There are material issues of fact remaining to be resolved. This Court has concluded that Nikko has a perfected security interest in any inventory covered by the Security Agreement, which was transferred from Rosinsky to the Corporation or the identifiable proceeds thereof. Section 109A — 9-306(2) of the Ga.Code Ann. (1962). In order for Nikko to prevail in this case, it must be established that the repossessed property was either property transferred from Rosinsky to the Corporation or identifiable proceeds thereof. The record is inconclusive with regard to this fact. Rosin-sky maintains that he was never in possession of the repossessed property. Nikko has asserted in its brief that the Corporation acquired the inventory of the proprietorship. On the basis of the evidence in this case, the Court cannot conclude as a matter of law that the inventory repossessed by Nikko was either inventory transferred from the proprietorship to the Corporation or the identifiable proceeds thereof.

This Court has concluded that the Security Agreement between Nikko and Rosinsky is not binding on the Corporation. Therefore any Nikko inventory not acquired by the Corporation from the proprietorship is not subject to Nikko’s security *589interest. To the extent that the inventory is not collateral transferred from Rosinsky to the Corporation or identifiable proceeds thereof, the repossession may constitute a preferential transfer within the meaning of Section 60(a)(1) of the Bankruptcy Act, 11 U.S.C. 96(a)(1), and the Trustee may have a right to avoid this transaction under Section 60(b) of the Bankruptcy Act, 11 U.S.C. § 96(b). However, this Court is without sufficient evidence to conclude as a matter of law that a preferential transfer has occurred.

CONCLUSIONS OF LAW

(1) Nikko and Rosinsky’s sole proprietorship entered into a valid Security Agreement. The security interest created by said Security Agreement was duly perfected by the filing of a UCC-1 Financing Statement in the Superior Court of Fulton County.

(2) Rosinsky’s sole proprietorship, Environmental Electronic Systems was incorporated in accordance with Georgia law. The new Corporation never assumed the debts or contract obligations of the former sole proprietorship by executing a writing providing for such assumption and signed by an authorized agent of the corporation. Therefore the Security Agreement entered into by Rosinsky and Nikko is not binding on the Corporation.

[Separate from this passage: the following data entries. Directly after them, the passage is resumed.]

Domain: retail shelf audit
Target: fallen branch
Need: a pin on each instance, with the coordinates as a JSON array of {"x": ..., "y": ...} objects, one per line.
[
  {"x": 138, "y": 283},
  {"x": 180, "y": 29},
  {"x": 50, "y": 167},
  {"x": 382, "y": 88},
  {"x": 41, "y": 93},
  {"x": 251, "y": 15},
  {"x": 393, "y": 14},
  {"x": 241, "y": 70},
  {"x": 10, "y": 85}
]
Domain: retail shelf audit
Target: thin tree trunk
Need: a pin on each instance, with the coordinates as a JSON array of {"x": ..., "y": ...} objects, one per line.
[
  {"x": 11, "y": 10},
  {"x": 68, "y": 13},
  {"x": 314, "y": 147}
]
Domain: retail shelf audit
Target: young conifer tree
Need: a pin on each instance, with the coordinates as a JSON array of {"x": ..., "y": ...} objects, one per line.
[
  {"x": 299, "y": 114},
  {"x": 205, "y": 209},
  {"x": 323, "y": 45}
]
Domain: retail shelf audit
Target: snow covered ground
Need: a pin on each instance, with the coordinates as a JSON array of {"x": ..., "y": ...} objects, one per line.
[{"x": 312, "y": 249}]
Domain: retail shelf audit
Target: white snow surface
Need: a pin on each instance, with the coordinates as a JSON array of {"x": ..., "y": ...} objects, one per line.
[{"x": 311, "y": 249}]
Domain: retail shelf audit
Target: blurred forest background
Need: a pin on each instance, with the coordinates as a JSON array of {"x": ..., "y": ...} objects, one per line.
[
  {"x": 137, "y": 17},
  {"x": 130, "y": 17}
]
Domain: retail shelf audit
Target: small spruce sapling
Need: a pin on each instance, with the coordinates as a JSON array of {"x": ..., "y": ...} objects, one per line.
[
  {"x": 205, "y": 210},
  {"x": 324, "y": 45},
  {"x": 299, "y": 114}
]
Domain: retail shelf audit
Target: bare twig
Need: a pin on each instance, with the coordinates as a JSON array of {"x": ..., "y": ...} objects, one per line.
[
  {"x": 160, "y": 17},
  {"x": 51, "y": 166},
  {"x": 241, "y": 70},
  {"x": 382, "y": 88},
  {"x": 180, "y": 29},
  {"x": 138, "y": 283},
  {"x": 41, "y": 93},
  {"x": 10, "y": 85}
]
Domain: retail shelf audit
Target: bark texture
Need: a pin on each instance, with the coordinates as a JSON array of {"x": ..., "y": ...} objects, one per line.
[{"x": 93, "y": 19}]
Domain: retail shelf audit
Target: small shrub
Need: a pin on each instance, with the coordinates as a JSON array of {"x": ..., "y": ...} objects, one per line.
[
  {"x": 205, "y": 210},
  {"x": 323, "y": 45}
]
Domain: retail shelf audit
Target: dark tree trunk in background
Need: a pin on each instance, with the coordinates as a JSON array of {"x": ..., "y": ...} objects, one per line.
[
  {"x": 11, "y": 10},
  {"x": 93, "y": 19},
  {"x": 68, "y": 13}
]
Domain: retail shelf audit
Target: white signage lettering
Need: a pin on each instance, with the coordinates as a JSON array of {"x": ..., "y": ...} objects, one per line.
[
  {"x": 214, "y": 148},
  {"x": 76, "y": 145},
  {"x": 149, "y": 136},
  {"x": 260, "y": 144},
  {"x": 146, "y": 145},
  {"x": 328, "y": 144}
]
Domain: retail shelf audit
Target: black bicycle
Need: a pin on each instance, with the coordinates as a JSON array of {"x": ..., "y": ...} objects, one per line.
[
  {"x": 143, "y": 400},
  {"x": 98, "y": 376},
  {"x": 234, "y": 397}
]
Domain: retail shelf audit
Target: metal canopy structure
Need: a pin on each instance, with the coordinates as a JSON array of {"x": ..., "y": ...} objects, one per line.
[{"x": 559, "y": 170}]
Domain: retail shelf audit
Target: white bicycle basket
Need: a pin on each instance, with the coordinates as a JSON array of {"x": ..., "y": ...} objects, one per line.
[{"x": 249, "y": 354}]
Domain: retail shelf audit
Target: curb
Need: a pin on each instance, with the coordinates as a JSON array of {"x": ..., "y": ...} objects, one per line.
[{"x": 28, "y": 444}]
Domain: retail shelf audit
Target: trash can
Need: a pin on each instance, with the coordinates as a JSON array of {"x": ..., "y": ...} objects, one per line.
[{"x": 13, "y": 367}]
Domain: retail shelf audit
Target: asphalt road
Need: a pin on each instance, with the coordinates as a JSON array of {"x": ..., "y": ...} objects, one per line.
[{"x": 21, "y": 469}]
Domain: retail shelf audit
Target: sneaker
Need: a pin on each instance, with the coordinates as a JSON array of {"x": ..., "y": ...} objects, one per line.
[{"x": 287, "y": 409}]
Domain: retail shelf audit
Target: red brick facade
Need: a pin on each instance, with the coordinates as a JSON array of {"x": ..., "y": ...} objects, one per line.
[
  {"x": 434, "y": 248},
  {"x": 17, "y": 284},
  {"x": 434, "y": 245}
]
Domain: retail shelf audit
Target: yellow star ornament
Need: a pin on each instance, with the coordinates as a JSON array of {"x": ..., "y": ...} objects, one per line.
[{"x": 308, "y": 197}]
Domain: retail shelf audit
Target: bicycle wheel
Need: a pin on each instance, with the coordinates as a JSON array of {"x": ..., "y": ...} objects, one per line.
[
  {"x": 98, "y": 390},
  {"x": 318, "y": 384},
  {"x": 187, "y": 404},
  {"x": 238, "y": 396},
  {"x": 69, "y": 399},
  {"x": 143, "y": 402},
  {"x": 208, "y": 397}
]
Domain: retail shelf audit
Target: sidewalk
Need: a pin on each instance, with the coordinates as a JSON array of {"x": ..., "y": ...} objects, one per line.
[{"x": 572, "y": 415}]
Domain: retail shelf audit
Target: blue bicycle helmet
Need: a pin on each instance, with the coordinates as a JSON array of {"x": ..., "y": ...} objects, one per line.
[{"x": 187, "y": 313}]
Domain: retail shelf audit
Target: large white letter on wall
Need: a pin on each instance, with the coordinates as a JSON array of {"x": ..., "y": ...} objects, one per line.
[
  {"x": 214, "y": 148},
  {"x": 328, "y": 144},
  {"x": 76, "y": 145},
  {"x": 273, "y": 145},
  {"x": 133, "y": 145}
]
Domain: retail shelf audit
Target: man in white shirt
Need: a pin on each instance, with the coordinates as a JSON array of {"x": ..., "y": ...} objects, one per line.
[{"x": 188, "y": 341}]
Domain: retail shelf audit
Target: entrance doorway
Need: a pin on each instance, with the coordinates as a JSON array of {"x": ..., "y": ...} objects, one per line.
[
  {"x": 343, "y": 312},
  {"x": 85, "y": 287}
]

(3) The Security Agreement expressly provided that the collateral covered by the Security Agreement could not be transferred by the debtor unless such transfer was consented to in writing by the secured party. Nikko never consented in writing to any transfer of collateral from Rosinsky’s sole proprietorship to the Corporation. Therefore any transfer of collateral from the sole proprietorship to the Corporation was not authorized by Nikko.

(4) As Nikko did not authorize any transfer of collateral from the sole proprietorship to the Corporation, Nikko still has a perfected security interest in any collateral so transferred or identifiable proceeds thereof under § 109A-9-306(2) of the Ga. Code Ann. (1962).

(5) Because the Security Agreement is not binding on the Corporation, the repossession by Nikko of any Nikko inventory which did not consist of inventory transferred to the Corporation by the sole proprietorship or identifiable proceeds thereof may constitute a preferential transfer under Section 60(a) of the Bankruptcy Act, 11 U.S.C. § 96(a).

(6)The following issues of material fact remain to be resolved:

(a) Did the Nikko inventory repossessed by Nikko in February of 1979 consist of inventory which had been transferred by the sole proprietorship to the Corporation or identifiable proceeds thereof?

(b) Do the elements of preference exist with regard to the repossession of any Nik-ko inventory by Nikko which was not inventory transferred by the sole proprietorship to the Corporation or identifiable proceeds thereof?

As this Court has determined that there are genuine issues of material fact which remain to be decided, it is hereby

ORDERED that the “Motion for Summary Judgment” filed by the Trustee in bankruptcy be and same is hereby denied;

It is further ORDERED that the “Cross Motion for Summary Judgment” filed by Nikko be and same is hereby denied.